Gegen diesen Beschluß richtet sich der Rekurs der Klägerin mit dem Antag, die angefochtene Entscheidung dahin abzuändern, daß ihrem Antrag auf Wiedereinsetzung stattgegeben werde und den Beschluß über die Zurückweisung der Klage aufzuheben und dem Erstgericht die Durchführung des Verfahrens über die Klage aufzutragen.

Rechtliche Beurteilung

Der Rekurs ist nicht berechtigt.

In ihrem Revisionsrekurs wiederholt die Rechtsmittelwerberin im wesentlichen die Ausführungen des Rekurses, die das Rekursgericht zutreffend für nicht stichhaltig erachtete. Bei der Integritätsabgeltung handelt es sich um eine Leistung aus der Unfallversicherung; gemäß § 367 Abs 1 Z 2 ASVG ist hierüber jedenfalls ein Bescheid zu erlassen.

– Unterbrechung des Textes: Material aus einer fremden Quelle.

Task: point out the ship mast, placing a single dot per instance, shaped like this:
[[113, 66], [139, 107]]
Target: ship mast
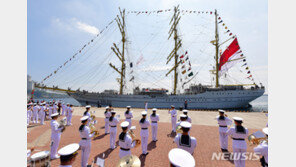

Gemäß § 58 AVG ist jeder Bescheid ausdrücklich als solcher zu bezeichnen und hat den Spruch und die Rechtsmittelbelehrung zu enthalten. Bescheide sind zu begründen, wenn dem Standpunkt der Partei nicht vollinhaltlich Rechnung getragen oder über Einwendungen oder Anträge von Beteiligten abgesprochen wird. Die Erledigung, mit der die beklagte Partei über den Antrag der Klägerin auf Gewährung einer Integritätsabgeltung entschieden hat, enthält alle wesentlichen Elemente eines Bescheides im Sinne dieser Gesetzesstelle. Sie trägt deutlich hervorgehoben die Überschrift "Bescheid", es wird im Spruch über den Antrag zur Gänze abgesprochen, in der Begründung werden die Erwägungen für die Entscheidung dargelegt und sie enthält auch die Belehrung über das Klagerecht. Ob der Erlassung des Bescheides ein vollständiges Ermittlungsverfahren vorausging oder die Begründung der Entscheidung richtig ist, ist nicht zu prüfen; selbst wenn dies nicht der Fall wäre, bliebe dies auf die Bescheidqualifikation ohne Einfluß. Da im Zeitpunkt der Klagseinbringung eine bescheidmäßge Erledigung vorlag, sind die Voraussetzungen für eine Säumnisklage jedenfalls nicht gegeben. Es lagen vielmehr die Voraussetzungen des § 67 Abs 1 Z 1 ASGG vor. Für die Klage stand gemäß § 67 Abs 2 ASGG eine Frist von 4 Wochen ab Zustellung des Bescheides offen. Da diese Frist im Zeitpunkt der Einbringung der Klage bereits verstrichen war, erfolgte die Zurückweisung der Klage zu Recht. Zutreffend hat das Berufungsgericht auch erkannt, daß dem Umstand, daß die Klage erst nach Erstattung der Klagebeantwortung zurückgewiesen wurde, keine Bedeutung zukommt, weil die die Unzulässigkeit des Rechtsweges begründende Versäumung der Klagefrist in jeder Lage des Verfahrens von Amts wegen wahrzunehmen ist.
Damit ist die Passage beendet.